Before any debate, you have an opportunity to spend time with one of the other nobles. If you do, you earn abilities you can use during the mini-game. If you actually expect for Odell/You to have her/your way during this game, you have to win the Important Debates: which is where the difficult spikes. Which means those cheats are vital to the actual gameplay and story. Now: here’s the rub.

Getting these cheats and unlocking a romantic path are diametrically opposed. The romance works in the traditional way: you spend a lot of time with a person, then you can unlock as special romance scene which leads to more lovey-doveyness. Doing this also give you the maximum amount of cheats for that person; which means as long as you take their side in the debates, regardless of your own opinion, you have a better chance of winning.On the other hand, you can spread your time out equally, never really commit one way or the other, get the most cheats for everyone you can which will give you options when it comes to the Important Debates and pretty much ignore most of the romance stuff.

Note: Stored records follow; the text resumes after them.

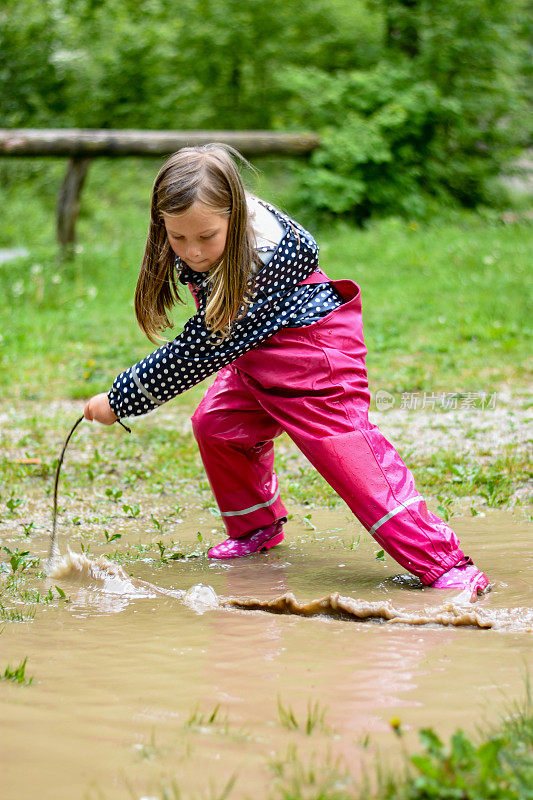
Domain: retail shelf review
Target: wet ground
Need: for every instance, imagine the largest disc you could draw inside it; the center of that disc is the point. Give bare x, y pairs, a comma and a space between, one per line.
143, 683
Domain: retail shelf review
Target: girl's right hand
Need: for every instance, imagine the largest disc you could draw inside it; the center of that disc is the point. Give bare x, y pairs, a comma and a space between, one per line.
98, 408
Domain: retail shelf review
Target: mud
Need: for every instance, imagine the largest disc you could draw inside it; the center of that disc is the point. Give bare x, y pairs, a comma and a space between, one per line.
129, 673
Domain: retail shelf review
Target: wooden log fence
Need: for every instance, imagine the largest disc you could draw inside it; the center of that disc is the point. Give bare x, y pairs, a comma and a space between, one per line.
80, 146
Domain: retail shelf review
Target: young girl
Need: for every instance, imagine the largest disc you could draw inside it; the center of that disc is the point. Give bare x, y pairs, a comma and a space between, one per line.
288, 347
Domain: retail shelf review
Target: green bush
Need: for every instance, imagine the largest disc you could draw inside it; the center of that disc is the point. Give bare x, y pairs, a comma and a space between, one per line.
437, 117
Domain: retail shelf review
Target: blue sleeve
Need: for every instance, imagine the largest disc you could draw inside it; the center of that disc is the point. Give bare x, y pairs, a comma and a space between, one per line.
196, 353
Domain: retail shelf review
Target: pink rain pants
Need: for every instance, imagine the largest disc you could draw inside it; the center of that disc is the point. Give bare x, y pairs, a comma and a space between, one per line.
311, 382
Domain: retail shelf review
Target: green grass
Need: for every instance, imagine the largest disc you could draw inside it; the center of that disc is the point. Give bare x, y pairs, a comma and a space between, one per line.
445, 309
444, 301
16, 674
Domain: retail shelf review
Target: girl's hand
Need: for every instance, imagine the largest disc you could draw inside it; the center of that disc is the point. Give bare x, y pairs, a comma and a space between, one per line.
98, 408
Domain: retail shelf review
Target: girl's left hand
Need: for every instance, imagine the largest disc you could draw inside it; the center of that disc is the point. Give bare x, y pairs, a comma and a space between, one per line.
98, 408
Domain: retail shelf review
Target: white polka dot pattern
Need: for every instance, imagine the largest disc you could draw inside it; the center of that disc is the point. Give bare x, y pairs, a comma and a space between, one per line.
195, 353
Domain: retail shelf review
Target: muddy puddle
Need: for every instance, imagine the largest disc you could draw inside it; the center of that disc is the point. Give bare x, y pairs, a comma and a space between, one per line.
187, 674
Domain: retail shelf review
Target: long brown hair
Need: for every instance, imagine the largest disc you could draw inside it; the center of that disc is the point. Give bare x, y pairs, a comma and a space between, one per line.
206, 174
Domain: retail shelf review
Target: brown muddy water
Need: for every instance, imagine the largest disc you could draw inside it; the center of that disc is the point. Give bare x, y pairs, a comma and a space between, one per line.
148, 679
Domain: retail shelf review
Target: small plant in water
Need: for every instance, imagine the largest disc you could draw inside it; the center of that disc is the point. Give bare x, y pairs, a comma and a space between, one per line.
18, 559
27, 527
445, 507
315, 718
14, 502
132, 511
17, 675
113, 537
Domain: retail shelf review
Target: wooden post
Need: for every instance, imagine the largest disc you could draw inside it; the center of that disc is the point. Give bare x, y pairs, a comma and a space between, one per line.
68, 204
82, 145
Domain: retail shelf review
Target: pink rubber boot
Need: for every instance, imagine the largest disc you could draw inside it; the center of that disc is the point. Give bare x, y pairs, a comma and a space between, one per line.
467, 578
261, 539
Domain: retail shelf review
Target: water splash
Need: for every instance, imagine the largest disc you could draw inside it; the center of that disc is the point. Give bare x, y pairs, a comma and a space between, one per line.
111, 579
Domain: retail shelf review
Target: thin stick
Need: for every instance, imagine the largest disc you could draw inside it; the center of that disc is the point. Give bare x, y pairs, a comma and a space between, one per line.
56, 484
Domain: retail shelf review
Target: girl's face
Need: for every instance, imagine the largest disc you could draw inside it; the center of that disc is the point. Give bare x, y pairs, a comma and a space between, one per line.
197, 236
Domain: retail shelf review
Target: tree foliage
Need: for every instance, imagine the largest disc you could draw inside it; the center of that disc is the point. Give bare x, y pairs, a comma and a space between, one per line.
413, 99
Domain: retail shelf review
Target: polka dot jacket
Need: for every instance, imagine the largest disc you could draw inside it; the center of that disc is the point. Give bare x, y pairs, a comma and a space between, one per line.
195, 354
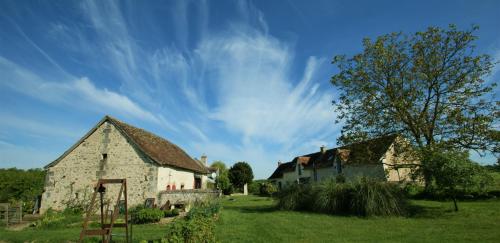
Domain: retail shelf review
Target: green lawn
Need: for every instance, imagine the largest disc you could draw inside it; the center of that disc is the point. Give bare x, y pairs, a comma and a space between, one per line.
254, 219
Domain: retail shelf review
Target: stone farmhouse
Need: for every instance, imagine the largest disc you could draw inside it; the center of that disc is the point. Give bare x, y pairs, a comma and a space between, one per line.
154, 167
388, 158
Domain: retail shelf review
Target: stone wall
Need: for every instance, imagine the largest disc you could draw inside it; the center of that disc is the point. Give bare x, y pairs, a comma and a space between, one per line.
76, 174
186, 196
182, 179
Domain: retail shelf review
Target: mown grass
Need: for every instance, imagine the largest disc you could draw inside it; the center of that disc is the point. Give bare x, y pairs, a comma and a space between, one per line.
71, 234
255, 219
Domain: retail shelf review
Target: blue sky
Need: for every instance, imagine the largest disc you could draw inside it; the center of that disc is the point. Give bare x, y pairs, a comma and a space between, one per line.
236, 80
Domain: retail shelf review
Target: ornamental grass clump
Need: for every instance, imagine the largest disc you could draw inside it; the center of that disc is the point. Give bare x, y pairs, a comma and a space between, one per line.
333, 198
295, 197
363, 197
377, 198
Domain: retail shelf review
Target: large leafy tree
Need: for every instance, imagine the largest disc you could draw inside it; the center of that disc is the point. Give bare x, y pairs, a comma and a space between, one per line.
428, 86
222, 180
454, 173
240, 174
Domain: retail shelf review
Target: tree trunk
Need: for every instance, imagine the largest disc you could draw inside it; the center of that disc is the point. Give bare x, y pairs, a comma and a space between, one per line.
455, 203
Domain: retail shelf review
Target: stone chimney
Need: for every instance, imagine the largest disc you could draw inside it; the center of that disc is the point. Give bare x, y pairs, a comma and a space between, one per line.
203, 160
343, 154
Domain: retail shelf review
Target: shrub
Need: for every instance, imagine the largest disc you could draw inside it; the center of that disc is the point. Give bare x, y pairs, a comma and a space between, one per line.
365, 197
228, 190
53, 219
197, 226
254, 187
171, 213
295, 197
198, 229
373, 197
204, 210
333, 198
267, 189
141, 215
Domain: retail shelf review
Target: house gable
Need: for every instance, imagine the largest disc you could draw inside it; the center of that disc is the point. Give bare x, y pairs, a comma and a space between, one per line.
151, 146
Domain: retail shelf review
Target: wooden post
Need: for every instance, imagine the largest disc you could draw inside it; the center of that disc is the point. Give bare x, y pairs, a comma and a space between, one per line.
7, 215
20, 212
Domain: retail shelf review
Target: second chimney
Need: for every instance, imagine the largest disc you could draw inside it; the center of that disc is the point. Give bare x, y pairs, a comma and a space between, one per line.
203, 160
322, 149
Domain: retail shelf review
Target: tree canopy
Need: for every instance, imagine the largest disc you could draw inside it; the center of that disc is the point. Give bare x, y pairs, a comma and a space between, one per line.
240, 174
429, 86
454, 173
222, 180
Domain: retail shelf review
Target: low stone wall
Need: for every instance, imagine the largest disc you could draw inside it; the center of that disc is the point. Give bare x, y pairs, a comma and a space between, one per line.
186, 196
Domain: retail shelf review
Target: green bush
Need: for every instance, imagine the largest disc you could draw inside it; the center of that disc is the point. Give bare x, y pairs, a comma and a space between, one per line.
141, 215
373, 197
365, 197
199, 229
295, 197
197, 226
228, 190
171, 213
267, 189
204, 210
53, 219
333, 198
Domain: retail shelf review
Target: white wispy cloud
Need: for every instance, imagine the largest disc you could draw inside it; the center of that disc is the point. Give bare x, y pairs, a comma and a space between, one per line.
79, 92
237, 95
256, 96
36, 128
24, 156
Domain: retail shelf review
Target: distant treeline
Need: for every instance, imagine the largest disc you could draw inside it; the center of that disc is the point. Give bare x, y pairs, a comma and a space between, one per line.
21, 185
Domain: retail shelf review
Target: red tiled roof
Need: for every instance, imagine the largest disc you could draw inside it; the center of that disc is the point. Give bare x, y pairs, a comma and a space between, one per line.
365, 152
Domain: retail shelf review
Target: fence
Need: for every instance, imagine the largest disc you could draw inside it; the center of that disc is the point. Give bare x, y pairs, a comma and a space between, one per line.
11, 214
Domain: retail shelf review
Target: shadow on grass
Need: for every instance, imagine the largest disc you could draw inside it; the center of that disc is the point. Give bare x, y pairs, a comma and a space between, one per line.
253, 209
430, 212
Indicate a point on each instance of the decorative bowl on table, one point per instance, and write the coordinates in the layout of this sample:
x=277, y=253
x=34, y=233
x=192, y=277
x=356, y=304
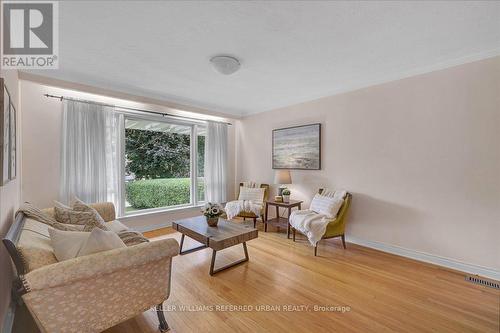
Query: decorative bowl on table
x=212, y=212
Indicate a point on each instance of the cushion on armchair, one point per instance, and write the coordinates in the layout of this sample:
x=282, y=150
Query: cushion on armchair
x=252, y=194
x=326, y=205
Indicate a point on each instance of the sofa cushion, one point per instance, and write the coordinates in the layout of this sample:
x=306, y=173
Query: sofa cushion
x=34, y=245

Once I figured out what was going on and the actual choices the game wanted you to make, not just the superficial ones, I enjoyed the Hell out of this mini-game. It’s nice to see an EVN have a little fun with the consequences of player’s choices and gave value to who you spent time with in-game outside of a potential romantic CG. It encourages experimentation and with gameplay in this particular genre of gaming being so secondary, I applaud the move.

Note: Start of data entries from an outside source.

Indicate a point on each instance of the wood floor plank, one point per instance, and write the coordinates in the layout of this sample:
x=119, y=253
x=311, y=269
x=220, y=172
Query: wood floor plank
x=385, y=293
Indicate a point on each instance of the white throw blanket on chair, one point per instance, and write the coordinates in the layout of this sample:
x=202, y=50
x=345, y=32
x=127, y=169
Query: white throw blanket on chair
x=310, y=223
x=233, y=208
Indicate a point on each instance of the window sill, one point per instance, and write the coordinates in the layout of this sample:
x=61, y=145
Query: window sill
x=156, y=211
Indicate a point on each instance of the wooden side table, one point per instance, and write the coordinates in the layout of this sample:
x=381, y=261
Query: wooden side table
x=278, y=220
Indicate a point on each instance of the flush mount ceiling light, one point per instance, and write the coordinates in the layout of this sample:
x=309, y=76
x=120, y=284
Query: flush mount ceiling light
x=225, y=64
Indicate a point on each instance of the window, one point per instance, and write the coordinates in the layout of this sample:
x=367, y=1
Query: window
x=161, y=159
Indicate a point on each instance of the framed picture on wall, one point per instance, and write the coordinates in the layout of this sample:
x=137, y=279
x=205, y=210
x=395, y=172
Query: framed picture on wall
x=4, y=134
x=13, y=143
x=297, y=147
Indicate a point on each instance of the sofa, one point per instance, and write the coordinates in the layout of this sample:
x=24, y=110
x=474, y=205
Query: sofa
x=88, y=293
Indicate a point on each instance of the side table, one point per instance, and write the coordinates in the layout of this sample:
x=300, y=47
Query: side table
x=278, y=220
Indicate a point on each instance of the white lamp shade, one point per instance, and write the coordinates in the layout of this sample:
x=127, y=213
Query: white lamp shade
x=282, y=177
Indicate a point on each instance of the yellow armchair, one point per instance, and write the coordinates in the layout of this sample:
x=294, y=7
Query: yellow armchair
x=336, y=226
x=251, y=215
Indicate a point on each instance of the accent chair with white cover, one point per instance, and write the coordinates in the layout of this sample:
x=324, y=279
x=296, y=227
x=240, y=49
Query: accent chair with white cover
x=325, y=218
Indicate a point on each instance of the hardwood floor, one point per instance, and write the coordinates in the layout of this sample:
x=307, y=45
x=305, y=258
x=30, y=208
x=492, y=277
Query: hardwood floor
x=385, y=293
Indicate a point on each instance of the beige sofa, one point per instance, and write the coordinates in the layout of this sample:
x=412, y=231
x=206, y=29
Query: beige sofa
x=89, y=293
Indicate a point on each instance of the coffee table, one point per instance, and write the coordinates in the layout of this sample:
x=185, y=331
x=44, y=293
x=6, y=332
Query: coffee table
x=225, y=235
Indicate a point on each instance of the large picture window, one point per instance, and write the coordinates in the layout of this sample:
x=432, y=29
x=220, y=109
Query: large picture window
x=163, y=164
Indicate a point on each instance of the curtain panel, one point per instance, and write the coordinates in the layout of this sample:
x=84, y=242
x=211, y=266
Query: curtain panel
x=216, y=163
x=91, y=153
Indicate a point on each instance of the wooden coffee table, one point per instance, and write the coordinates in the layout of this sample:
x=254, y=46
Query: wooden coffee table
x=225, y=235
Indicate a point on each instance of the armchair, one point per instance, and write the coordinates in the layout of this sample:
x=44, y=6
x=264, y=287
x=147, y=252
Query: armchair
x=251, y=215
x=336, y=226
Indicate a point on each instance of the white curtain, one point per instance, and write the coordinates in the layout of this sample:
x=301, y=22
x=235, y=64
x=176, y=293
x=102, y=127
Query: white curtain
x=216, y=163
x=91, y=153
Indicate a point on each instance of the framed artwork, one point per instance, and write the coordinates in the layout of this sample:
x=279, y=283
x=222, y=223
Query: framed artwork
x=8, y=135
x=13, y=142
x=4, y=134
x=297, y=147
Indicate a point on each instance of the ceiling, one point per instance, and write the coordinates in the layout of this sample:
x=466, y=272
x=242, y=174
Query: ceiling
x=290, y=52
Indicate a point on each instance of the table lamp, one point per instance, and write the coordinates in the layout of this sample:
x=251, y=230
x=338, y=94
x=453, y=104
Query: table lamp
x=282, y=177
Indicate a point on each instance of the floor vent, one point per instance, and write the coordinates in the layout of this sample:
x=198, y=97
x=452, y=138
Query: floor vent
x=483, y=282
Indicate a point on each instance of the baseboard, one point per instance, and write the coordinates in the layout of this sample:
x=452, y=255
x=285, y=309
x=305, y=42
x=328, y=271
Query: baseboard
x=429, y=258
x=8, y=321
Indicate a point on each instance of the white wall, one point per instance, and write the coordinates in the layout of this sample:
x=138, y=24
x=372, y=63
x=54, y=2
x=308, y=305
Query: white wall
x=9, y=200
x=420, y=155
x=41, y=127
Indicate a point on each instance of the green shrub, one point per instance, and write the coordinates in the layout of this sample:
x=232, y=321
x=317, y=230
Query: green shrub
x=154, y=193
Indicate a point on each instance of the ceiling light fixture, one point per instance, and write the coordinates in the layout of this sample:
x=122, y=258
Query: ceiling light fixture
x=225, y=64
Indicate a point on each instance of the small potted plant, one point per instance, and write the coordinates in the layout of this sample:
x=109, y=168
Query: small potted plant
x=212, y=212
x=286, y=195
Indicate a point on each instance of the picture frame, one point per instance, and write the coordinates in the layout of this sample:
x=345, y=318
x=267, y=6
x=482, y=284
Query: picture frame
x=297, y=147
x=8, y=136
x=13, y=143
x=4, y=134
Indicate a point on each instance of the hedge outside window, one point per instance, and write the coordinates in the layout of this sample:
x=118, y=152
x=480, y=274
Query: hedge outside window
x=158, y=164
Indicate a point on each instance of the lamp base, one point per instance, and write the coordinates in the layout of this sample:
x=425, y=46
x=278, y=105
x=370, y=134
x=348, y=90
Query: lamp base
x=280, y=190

There isn’t really an extra menus: or at least not one I managed to unlock. There are also smaller QTE events tied to certain routes that will keep you on your toes. Other than that, the game ran smooth for me.



Kallias, Points To You For That Righteous Burn


Taking my time, I clocked Serafina’s Crown at four hours for a single playthrough. Because of the structure of the mini-games and the dialogue options throughout the game, there are a good selection of endings for those who are interested in repeated playthroughs so there is some value here for those who enjoy the story despite its flaws. I can tell you that I am going to play Serafina’s Crown again out of curiosity about the different routes, but I am not rushing back to do it right now. Currently the game retails at $7.99 on Itch.Io, but I STRONGLY recommend playing Serafina’s Saga first. It’s free and without it a lot of Crown’s lore and history is going to fly right over your head.



One thing I’d like to leave us all on is that for all of its ups and downs, Serafina’s Crown shows a marked improvement from Quantum Conscience and is a step above of the first release of Serafina’s Saga. And a lot of that positive growth is due to the time and effort that was invested into the Serafina series as a whole and not just one particular game. So, all devs reading this are probably wincing thinking about all of time that was needed to do a visual novel, some novellas, an animation, recruit voice actors, that wincing isn’t getting any better is it?

It has taken some time for all of that hard work to pay off and deliver something that could just stand on its own two feet. I’m happy to report that Serafina’s Crown can. There is still a lot of work for them to do as there are still plenty of flaws in this title to learn from, especially when it comes to romance and linear characters. But what we got is worth your consideration. I don’t know what will come from Woodsy in the future, but hopefully this will be the launching pad for it.